Wednesday, February 22, 2012

The Namesake




I was bored. And a tad frustrated with myself for being so utterly useless. The New Year hadn’t brought anything new to my life. It was the same. Silver Oak 1 to SH1 and back again with the occasional trip to the city. I would sit mindlessly in class, not really listening to the professor. One professor went and the other came in. It really didn’t matter who was standing in front of the class. Sometimes, I would start reading to get rid of this strange mood that seemed to have set in. Somehow, I haven’t finished it yet. I forget how many times I have re-issued the book. Things weren't really going my way, both on the personal and professional front.

As usual, I was cribbing to Dennis, about how useless I am. Sarah was thankfully asleep; otherwise she would have been the unlucky victim. It was 6 15 pm and I wanted to go out. MICA campus seemed to suffocate me all of a sudden. Spontaneously, Dennis and I decided to take a walk to the lake in Shela village. Somehow I had always imagined myself sitting at the steps that lead to the lake, breathing in some fresh air and just enjoying the tranquillity, ever since that first time I had come in a rickshaw to MICA with my suitcases filled with clothes and my heart filled with hope.

We started walking to the lake and he got a phone call. It feels nice, I wondered to myself. To just breathe in some different air, even though it was all the same everywhere. I felt a little better, although the restlessness was still there. I knew it wouldn’t leave so soon. It had become an old friend. The kind who keeps fleeting in and out of your life, periodically. With me lost in a philosophical dialogue with myself and Dennis talking to a friend on the phone, we never realised when we reached the lake. I quickly went down the steps. I was eager. I wanted to tick this off my list of things to do as soon as possible. As I stood with Dennis on the last step, I realised how foolish I am. I was disappointed. It didn’t really feel great. The lake was dirty. And it smelled.

Dennis laughed at me, mocking me as usual. I guess, some things don’t really turn out to be so great when you finally get them.

We started back to the campus and we met three cute little girls on the way, walking in the same direction. At first, they looked at me and smiled. There was so much innocence. When I gave them a smile too, they started giggling. Dennis started talking to them and took a picture with his phone. That set off another big round of giggles.

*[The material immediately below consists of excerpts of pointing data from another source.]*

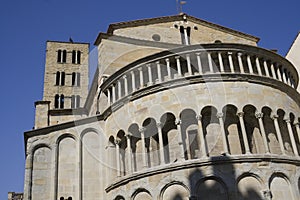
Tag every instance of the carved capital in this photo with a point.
(128, 135)
(142, 130)
(267, 194)
(275, 117)
(198, 117)
(177, 57)
(117, 141)
(158, 124)
(178, 122)
(240, 114)
(259, 115)
(287, 120)
(219, 115)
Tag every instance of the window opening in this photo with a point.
(57, 78)
(62, 101)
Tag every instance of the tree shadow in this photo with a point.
(219, 182)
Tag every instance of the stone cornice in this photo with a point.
(174, 18)
(198, 79)
(200, 163)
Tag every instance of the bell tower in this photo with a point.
(65, 83)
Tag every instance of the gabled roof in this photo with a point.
(183, 16)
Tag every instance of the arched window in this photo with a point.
(59, 55)
(62, 78)
(78, 57)
(73, 78)
(56, 101)
(73, 56)
(64, 56)
(57, 78)
(77, 79)
(62, 101)
(73, 101)
(77, 101)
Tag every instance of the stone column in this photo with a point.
(279, 73)
(278, 133)
(54, 158)
(119, 89)
(242, 70)
(283, 76)
(201, 137)
(161, 143)
(129, 153)
(266, 68)
(221, 62)
(199, 63)
(108, 96)
(149, 74)
(230, 62)
(298, 130)
(168, 68)
(188, 60)
(178, 123)
(249, 64)
(186, 37)
(158, 72)
(133, 81)
(178, 66)
(28, 176)
(114, 93)
(141, 77)
(125, 85)
(144, 154)
(290, 130)
(117, 142)
(259, 116)
(210, 62)
(273, 71)
(258, 66)
(244, 133)
(224, 138)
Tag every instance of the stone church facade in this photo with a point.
(179, 108)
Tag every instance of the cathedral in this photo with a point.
(178, 109)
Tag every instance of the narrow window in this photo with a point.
(57, 78)
(78, 79)
(62, 78)
(62, 101)
(188, 30)
(73, 56)
(73, 78)
(59, 55)
(77, 101)
(182, 35)
(56, 101)
(73, 101)
(64, 56)
(78, 57)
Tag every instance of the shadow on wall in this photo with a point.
(220, 183)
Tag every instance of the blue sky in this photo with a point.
(25, 26)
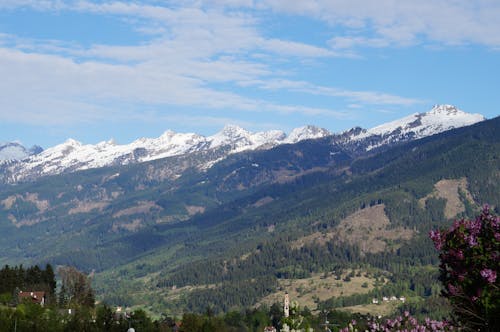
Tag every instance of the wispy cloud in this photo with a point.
(366, 97)
(401, 23)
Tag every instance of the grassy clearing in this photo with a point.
(308, 292)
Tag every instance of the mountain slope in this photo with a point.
(13, 151)
(72, 155)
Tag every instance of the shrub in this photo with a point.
(469, 269)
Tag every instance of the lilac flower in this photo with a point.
(437, 238)
(489, 275)
(452, 289)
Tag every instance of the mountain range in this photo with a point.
(223, 219)
(72, 155)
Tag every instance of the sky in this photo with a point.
(100, 70)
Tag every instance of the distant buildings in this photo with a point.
(33, 297)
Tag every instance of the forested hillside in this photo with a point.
(225, 237)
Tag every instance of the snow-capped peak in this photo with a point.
(73, 155)
(440, 118)
(13, 151)
(445, 109)
(306, 132)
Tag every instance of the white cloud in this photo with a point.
(366, 97)
(192, 51)
(403, 23)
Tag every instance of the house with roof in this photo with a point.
(37, 297)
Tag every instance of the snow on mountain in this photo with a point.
(73, 155)
(440, 118)
(241, 139)
(306, 132)
(13, 151)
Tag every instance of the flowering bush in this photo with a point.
(403, 323)
(469, 269)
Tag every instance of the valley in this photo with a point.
(170, 235)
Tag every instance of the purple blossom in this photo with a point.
(489, 275)
(452, 289)
(437, 238)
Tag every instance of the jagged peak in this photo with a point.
(72, 142)
(445, 109)
(306, 132)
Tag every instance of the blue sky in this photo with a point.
(95, 70)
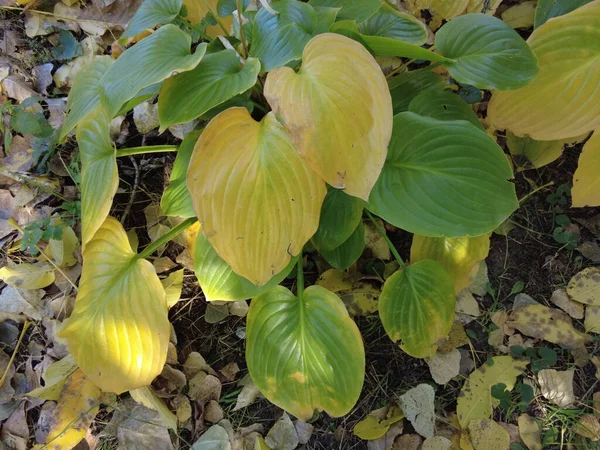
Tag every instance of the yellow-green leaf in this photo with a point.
(305, 353)
(119, 331)
(337, 110)
(28, 276)
(564, 100)
(550, 324)
(586, 181)
(584, 287)
(258, 202)
(416, 307)
(78, 404)
(457, 255)
(475, 400)
(99, 173)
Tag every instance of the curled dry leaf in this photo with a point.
(550, 324)
(557, 386)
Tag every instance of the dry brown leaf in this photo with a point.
(557, 386)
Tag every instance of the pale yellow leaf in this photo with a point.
(337, 110)
(119, 331)
(586, 182)
(77, 406)
(28, 276)
(258, 202)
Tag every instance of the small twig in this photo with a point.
(136, 181)
(12, 358)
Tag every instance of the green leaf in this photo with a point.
(382, 46)
(151, 60)
(219, 282)
(279, 39)
(85, 92)
(346, 254)
(391, 23)
(443, 105)
(152, 13)
(547, 9)
(67, 47)
(488, 53)
(219, 77)
(358, 10)
(416, 307)
(407, 85)
(176, 200)
(340, 215)
(305, 353)
(443, 178)
(99, 174)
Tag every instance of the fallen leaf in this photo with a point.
(488, 435)
(283, 435)
(409, 442)
(377, 423)
(588, 427)
(444, 366)
(592, 319)
(418, 407)
(475, 400)
(585, 286)
(437, 443)
(549, 324)
(78, 404)
(557, 386)
(530, 432)
(28, 276)
(562, 300)
(147, 397)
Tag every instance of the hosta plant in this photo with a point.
(299, 137)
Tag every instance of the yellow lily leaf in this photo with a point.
(584, 287)
(475, 400)
(378, 422)
(28, 276)
(530, 432)
(440, 10)
(457, 255)
(549, 324)
(77, 406)
(338, 111)
(564, 100)
(258, 202)
(488, 435)
(198, 9)
(118, 332)
(586, 182)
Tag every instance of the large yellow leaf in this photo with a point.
(338, 111)
(119, 331)
(197, 11)
(586, 180)
(77, 406)
(457, 255)
(564, 100)
(258, 202)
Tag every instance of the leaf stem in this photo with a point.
(146, 149)
(172, 234)
(12, 358)
(300, 277)
(242, 35)
(382, 233)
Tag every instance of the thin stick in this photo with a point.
(381, 231)
(12, 358)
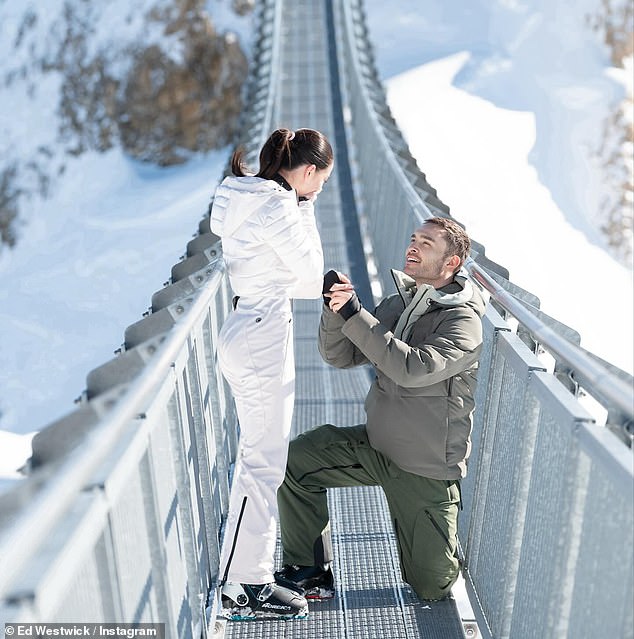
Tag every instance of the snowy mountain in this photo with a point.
(502, 102)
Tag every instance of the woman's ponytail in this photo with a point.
(286, 149)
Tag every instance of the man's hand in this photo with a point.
(344, 300)
(331, 278)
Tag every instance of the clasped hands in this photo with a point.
(339, 294)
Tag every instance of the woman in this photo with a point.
(273, 253)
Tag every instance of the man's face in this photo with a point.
(425, 260)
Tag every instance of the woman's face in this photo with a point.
(313, 180)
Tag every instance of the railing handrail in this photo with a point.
(33, 523)
(589, 372)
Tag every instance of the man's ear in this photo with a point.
(453, 262)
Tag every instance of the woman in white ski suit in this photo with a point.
(273, 253)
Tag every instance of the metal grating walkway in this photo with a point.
(371, 600)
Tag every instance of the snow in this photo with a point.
(500, 102)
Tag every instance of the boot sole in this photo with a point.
(246, 614)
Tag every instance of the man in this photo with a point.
(424, 344)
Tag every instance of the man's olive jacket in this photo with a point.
(424, 345)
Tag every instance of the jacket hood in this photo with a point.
(237, 198)
(418, 300)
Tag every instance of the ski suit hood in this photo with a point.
(270, 242)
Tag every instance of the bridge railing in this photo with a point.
(548, 499)
(120, 516)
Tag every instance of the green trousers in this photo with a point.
(424, 511)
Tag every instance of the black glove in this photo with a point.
(332, 277)
(351, 307)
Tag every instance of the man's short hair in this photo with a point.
(458, 242)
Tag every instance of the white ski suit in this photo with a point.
(273, 253)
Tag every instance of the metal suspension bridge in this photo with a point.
(120, 518)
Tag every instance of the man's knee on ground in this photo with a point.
(432, 586)
(302, 449)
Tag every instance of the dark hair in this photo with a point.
(458, 242)
(286, 149)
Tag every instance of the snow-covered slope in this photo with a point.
(495, 135)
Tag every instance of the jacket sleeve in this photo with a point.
(335, 348)
(451, 349)
(292, 233)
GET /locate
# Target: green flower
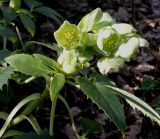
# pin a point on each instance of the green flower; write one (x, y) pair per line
(108, 40)
(105, 64)
(127, 50)
(68, 36)
(69, 61)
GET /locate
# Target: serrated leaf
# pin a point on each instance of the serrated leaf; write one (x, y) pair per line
(105, 64)
(6, 32)
(4, 53)
(15, 4)
(48, 62)
(43, 135)
(16, 109)
(28, 23)
(137, 103)
(9, 14)
(32, 3)
(48, 12)
(4, 76)
(12, 133)
(28, 64)
(95, 20)
(105, 100)
(56, 85)
(134, 101)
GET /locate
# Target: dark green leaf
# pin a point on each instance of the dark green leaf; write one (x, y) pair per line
(8, 13)
(28, 23)
(56, 85)
(32, 3)
(4, 76)
(106, 100)
(49, 13)
(15, 4)
(4, 53)
(6, 32)
(12, 133)
(43, 135)
(137, 103)
(134, 101)
(89, 126)
(48, 62)
(28, 64)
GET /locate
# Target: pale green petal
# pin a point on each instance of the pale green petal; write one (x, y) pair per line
(123, 28)
(105, 64)
(128, 50)
(107, 40)
(71, 68)
(68, 36)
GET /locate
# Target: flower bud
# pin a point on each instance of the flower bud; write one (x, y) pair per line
(68, 36)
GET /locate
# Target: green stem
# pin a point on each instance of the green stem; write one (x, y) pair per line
(4, 43)
(133, 13)
(72, 83)
(20, 38)
(52, 116)
(70, 115)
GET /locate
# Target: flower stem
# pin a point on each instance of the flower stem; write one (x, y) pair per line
(70, 115)
(4, 43)
(52, 116)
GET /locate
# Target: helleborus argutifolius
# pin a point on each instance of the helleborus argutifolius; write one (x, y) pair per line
(69, 61)
(95, 20)
(143, 42)
(105, 64)
(123, 28)
(127, 50)
(68, 36)
(108, 41)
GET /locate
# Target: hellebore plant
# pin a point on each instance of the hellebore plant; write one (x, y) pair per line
(97, 34)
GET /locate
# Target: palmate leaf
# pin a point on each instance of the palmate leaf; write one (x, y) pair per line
(43, 135)
(134, 101)
(6, 32)
(28, 64)
(105, 100)
(48, 62)
(15, 4)
(137, 103)
(4, 53)
(46, 11)
(95, 20)
(4, 76)
(9, 13)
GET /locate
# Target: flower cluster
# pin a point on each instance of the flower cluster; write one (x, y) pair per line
(97, 33)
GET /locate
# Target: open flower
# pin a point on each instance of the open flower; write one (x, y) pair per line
(69, 61)
(127, 50)
(68, 36)
(123, 28)
(108, 40)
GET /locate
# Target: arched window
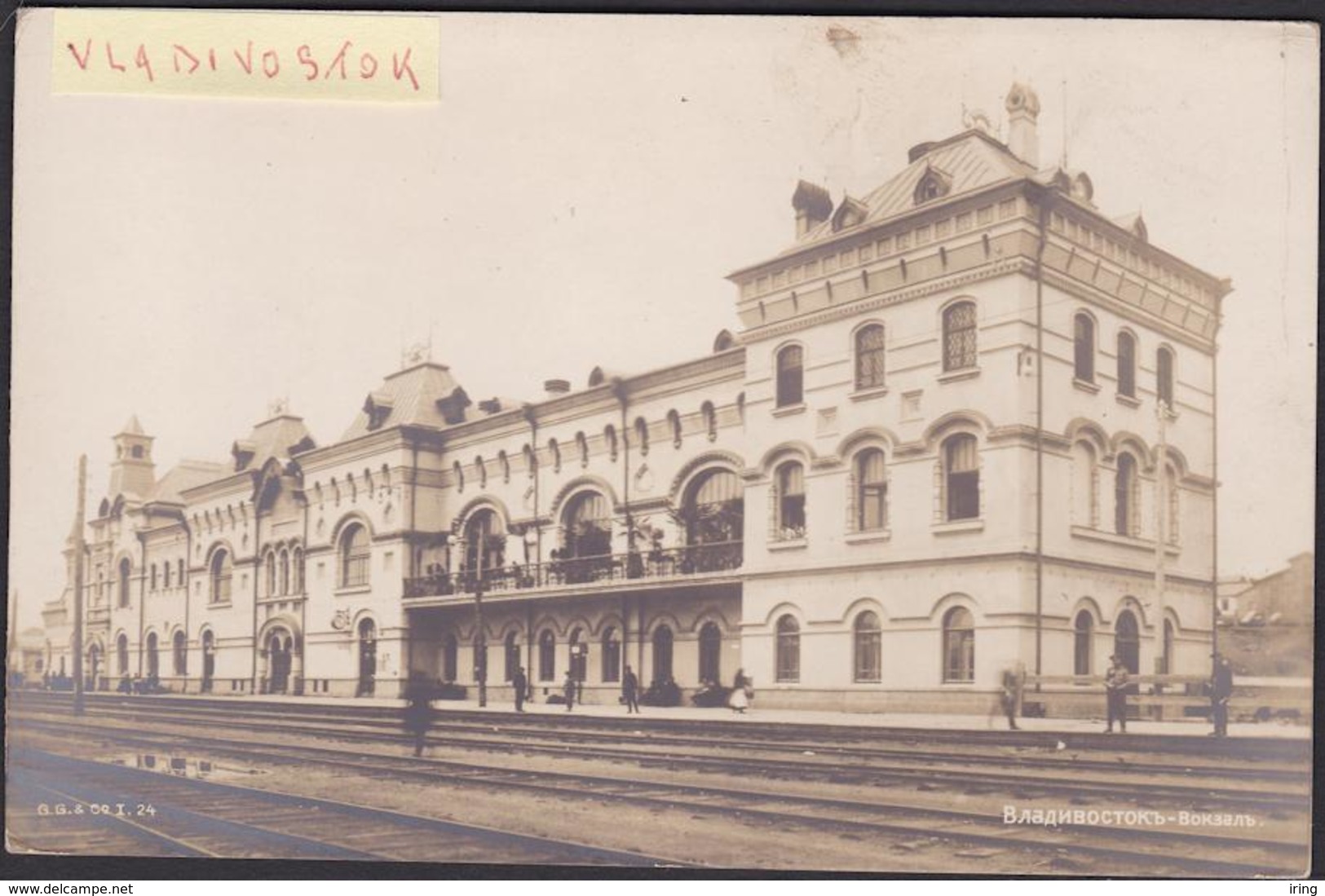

“Jo aene photo lidho apado!” (See, he took our picture)

I spoke to the little girl in gujarati. Asked her name.

‘”Rehana,” she answered with a big smile. “Nargis,” the other one replied, not wanting to be left out. The other girl had run to her uncle and was walking ahead with him. Perhaps, she was shy.

I complimented them on their names.

“Tamara naam ketla sundar che!”, I said. (Your names are so beautiful!)

Then, Rehana asked me something.

“Tamaru naam su che?” (What is your name?)

When I answered, she said, “Mari ben nu pan ej che! Tamari jetli motti che!” (My sister also has the same name. She’s as big as you!)

“Oh, su kare che ae?” I enquired politely. (Oh, what does she do?)

Meanwhile Dennis was walking with us, trying to make head and tail out of this conversation.

“Ae kaam karva jay” she said proudly. (She goes to work.)

I asked her what work she does. “Ae vaasan kare”, she replied. (She washes utensils)

The girls had reached their destination but we hadn’t. We bade farewell to them as they turned to their right into the courtyard of a house.

Dennis asked me about what we talked about. I explained to him how I have a namesake and the work that she does. Dennis, as usual, said in his mocking tone, “Imagine, here are you, studying in a good school, completing your post graduation and there she is, a girl with the same name, almost the same age, earning her bread and butter by washing utensils.”

I was silent for a while. Didn’t I know that too? How lucky I was to have this opportunity! But the restlessness still wouldn’t go.

During the rest of the so called return journey to the MICA campus, I continued cribbing.